Nessa corrida pela preservação, os países europeus assumiram a dianteira depois que os Estados Unidos reverteram uma série de medidas em favor da proteção do meio ambiente durante a gestão de Donald Trump.

“Todas as economias do G-20 devem assumir a liderança, mas claramente os Estados Unidos, a União Europeia, a China e a Índia devem estar na vanguarda e muito mais dispostos a cooperar”, afirma o economista chefe e estrategista global em pesquisas da ADM Investor Services, Marc Ostwald.

Sob o comando de Emmanuel Macron, a França – famosa pelo Acordo do Clima de Paris de 2015 – tem tentado se manter como palco das grandes soluções ambientais. No início do mês passado, a cidade luz sediou o One Planet Summit, um fórum sobre o clima que contou com a participação de 11 chefes de estado, autoridades da União Europeia (UE) e que obteve compromissos firmes de políticas de combate às mudanças climáticas.
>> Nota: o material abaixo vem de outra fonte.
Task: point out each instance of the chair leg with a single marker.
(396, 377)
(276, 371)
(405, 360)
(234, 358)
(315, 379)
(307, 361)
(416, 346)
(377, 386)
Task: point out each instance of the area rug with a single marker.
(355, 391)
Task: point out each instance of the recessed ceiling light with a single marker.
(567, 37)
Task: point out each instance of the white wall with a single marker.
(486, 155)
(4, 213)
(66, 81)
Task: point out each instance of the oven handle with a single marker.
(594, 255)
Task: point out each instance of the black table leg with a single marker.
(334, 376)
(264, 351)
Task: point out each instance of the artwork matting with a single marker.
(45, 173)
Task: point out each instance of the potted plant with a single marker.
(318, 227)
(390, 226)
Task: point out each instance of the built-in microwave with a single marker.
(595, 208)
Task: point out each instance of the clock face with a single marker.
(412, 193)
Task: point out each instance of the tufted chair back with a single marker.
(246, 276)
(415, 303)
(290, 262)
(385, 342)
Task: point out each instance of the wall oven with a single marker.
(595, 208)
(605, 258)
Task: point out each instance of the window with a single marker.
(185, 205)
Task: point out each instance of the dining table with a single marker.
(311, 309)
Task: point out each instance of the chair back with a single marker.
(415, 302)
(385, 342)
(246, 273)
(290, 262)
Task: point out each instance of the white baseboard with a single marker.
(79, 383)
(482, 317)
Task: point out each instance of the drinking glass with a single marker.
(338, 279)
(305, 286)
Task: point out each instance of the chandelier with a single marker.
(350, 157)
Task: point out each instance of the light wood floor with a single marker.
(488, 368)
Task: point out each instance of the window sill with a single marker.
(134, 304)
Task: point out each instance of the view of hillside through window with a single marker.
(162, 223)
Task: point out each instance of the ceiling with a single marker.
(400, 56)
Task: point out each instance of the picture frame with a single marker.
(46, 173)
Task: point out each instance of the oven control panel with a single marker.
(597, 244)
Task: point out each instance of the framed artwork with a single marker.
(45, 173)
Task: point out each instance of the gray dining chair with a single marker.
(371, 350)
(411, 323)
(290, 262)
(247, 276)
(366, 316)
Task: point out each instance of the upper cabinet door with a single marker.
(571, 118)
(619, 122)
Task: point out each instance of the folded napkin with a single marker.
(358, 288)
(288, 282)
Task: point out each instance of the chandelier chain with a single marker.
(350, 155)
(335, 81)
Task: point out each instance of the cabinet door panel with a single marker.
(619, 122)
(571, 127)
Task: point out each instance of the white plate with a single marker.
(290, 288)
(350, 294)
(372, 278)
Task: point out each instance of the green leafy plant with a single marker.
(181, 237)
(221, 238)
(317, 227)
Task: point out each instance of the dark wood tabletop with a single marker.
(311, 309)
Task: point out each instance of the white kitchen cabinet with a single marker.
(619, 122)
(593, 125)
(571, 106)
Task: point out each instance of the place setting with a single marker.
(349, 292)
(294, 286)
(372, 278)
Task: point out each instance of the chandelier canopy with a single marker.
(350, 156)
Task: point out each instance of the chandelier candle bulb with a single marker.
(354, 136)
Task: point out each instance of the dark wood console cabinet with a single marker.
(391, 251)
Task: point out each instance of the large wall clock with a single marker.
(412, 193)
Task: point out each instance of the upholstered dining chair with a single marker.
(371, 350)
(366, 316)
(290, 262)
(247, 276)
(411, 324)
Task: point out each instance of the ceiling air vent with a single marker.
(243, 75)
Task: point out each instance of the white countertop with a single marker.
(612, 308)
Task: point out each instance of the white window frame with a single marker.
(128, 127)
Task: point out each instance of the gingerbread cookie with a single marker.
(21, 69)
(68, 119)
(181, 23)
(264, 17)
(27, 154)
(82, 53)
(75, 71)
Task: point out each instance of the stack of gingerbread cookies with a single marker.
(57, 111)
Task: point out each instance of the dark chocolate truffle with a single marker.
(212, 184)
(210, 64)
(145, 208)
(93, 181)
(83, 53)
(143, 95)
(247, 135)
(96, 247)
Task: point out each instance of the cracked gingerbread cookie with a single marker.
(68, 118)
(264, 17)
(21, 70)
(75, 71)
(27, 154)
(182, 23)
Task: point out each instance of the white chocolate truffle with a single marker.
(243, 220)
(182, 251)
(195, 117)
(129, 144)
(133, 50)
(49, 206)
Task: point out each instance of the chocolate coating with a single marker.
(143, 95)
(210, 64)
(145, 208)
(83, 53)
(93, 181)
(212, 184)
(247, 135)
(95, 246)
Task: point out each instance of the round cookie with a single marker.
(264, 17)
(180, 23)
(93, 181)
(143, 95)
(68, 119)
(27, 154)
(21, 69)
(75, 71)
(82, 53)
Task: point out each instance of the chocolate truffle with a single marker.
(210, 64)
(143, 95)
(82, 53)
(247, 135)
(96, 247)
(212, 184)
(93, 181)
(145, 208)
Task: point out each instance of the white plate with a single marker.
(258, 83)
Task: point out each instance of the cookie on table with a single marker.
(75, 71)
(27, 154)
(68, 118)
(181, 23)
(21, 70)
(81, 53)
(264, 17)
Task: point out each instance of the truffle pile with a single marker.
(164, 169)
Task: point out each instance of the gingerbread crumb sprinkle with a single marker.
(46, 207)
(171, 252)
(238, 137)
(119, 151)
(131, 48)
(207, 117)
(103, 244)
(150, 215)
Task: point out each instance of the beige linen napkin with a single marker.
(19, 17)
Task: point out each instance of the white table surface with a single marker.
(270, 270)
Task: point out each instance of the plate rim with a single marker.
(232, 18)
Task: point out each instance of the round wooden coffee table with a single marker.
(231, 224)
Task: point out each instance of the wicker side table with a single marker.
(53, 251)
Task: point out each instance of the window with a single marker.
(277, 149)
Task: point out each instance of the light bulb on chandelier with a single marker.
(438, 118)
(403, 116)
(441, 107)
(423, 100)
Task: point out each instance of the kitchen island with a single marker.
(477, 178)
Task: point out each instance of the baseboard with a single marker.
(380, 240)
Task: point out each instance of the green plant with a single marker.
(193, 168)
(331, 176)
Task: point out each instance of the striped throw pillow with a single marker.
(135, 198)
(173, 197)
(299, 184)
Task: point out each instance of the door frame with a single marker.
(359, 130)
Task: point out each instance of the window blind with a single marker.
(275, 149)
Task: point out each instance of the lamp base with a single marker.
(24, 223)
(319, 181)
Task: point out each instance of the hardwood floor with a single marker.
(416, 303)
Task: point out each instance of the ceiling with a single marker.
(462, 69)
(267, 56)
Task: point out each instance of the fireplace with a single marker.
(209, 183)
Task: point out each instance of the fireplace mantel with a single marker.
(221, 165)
Na ocasião, líderes de países como Canadá, Alemanha, Reino Unido e Noruega concordaram em avançar na implementação de medidas de proteção dos ecossistemas terrestres e marinho, da promoção da agroecologia, proteção de florestas e espécies e se comprometeram com o financiamento da biodiversidade, com quantias superiores a US$ 16 bilhões.

No final do mês passado foi a vez da Holanda sediar um encontro virtual sobre o clima, que previu a adoção de um programa de adaptação para fazer frente aos efeitos do aumento do nível do mar, das condições climáticas extremas e de colheitas ruins.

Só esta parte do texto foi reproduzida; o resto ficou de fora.